Jesus walked around talking about, pointing out, a world of abundance in the midst of scarcity. While people experienced oppression, he told them they could be free. While people were hungry, he said there was enough food. While people suffered disease, he promised healing was available. While people died from all these things, he offered the hope of life.
It seemed then – it seems now – somewhat foolish to believe him. We look around today at a time when so many things are so much better than they used to be and it still seems so far from whole. Babies are starved by government officials with power in their hearts, men and women forced into camps by the end of a gun, refugees flee to closed borders, children taught to strap bombs on themselves. And that’s just out there. The tragedies that fall into our personal lives count, too: strained relationships, cancer, financial trouble, mental health, etc. etc. It is not hard to lose sight of anything beautiful in a world full of so much ugly.
Still, my mom believed him.
Both Things Can Be True
I am learning that I can choose to focus on the abundance without lying about the scarcity. All of the awfulness is true. That does not have to change for the good to be true, too. That so much is better than it used to be and, God help us, humanity can keep pushing for more Better. That the tragedies of my own life don’t have to be justified, but they can be mined. That under all of this unrest, all this chaos, all this pain and not-as-it-should-be are the promises of hope, the big universal Source showing up on a paddle board or in a teddy bear ballon or under a fig tree, the peace that comes from trusting the Light because you’ve seen it show up in dark places before. The Love that whispers in those moments to lean in, come close, choose hope.

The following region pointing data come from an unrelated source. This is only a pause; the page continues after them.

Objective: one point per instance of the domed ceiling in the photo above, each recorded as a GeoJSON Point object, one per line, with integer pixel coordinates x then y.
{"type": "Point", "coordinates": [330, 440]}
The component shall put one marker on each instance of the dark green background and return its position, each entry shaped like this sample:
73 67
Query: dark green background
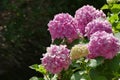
23 32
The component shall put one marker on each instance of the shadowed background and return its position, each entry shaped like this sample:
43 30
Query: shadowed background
23 32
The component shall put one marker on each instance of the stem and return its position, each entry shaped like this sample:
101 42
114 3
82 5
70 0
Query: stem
47 77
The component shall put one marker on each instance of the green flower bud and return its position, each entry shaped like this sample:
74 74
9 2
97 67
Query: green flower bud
78 51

So that yes, some person walked his dogs today and that is why we saw beagles. But also, this is the first time that word has been presented to you and you just happened to see that type of dog today. So listen, yes, God cares about your reading lesson and those dogs and that man and the mom who looks for too many connections for her own good sometimes, but needs reminding that the truest connections, the ones worth a “Thanks, God,” are the ones that bring us home to Love.